Dorplein: a Walloon workers colony




 


The Ringselven lake now consists of four distinct parts, separated by bog and reed beds. It once formed an oblong circular lake, hence the name that means round fen.


The Carré Mulhousien were envisaged to be built in nine to ten strips. They are a form of back to back housing with four houses under one roof and people only having a garden on the side and front, separated from their neighbours by a breast high wall. In Dorplein they are very widely spaced allowing for many additions and lean-to's to be built over the years. The houses are now privately owned, which doesn't help their appearance that was once very uniform and almost austere.

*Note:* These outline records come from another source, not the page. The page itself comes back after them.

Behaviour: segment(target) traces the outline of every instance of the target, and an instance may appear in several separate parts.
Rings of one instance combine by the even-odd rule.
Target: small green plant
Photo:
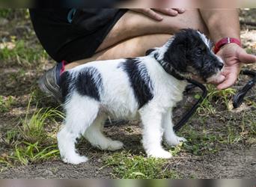
[[[12,96],[4,97],[0,96],[0,112],[8,111],[13,103],[14,100]]]
[[[230,110],[229,102],[236,92],[234,88],[218,91],[214,86],[207,85],[207,90],[208,94],[198,109],[198,113],[215,114],[217,105],[225,105],[225,108]],[[195,96],[198,97],[198,95]]]
[[[55,137],[58,126],[55,119],[63,119],[64,115],[56,108],[36,108],[30,116],[31,98],[26,115],[20,120],[18,130],[11,129],[7,132],[5,143],[13,147],[7,160],[11,163],[28,165],[59,156]],[[54,126],[53,123],[56,125]],[[49,123],[52,126],[50,130],[46,128]]]
[[[0,18],[7,18],[11,13],[12,10],[10,8],[3,8],[0,9]]]
[[[105,159],[105,167],[112,166],[114,176],[122,179],[179,178],[174,171],[167,169],[168,161],[143,156],[134,156],[127,152],[114,153]]]
[[[23,142],[21,146],[16,144],[14,155],[10,158],[22,165],[28,165],[28,163],[56,158],[59,156],[57,144],[44,147],[38,145],[38,144],[39,142],[37,141],[34,144]]]
[[[19,65],[30,66],[31,64],[46,59],[47,54],[40,46],[29,47],[24,40],[16,40],[13,37],[10,42],[2,43],[0,59],[4,60],[5,63],[16,61]]]
[[[183,129],[183,134],[188,142],[183,144],[182,148],[195,156],[203,156],[207,153],[216,153],[219,151],[216,142],[219,141],[216,135],[212,129],[195,131],[190,127]]]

The Carré Mulhousien houses were later replaced by semidetached houses in a similar Walloon style of building.

 

The large villas of the company officials are much larger than the housing provided for workers. The same Walloon vernacular is used here. These villas are all built along the Hoofdstraat (Main Street). The white villa of director Dor was the grandest of them all.

 

Also flanking Main Street is the imposing Hôtel St. Joseph a hospice that housed most of the young male workers. They were often immigrants from Wallonia. The hospice provided them with a place to sleep, a library, amusement and sport. It had a large dining hall. Behind it a fruit and vegetable garden was laid, aimed at providing for the hospices kitchen and bettering the workmen.


White collar personnel were housed near the factory in medium sized but rather grand looking houses on large garden plots. Note that they are semidetached houses built in the guise of a freestanding villa. Again they are built in the Walloon vernacular of brick, glazed brick and natural stone.


The furnace with its shining industrial chimney is visible from miles around. Here the view across part of the Ringselven (near the pumping pond) towards the zinc works.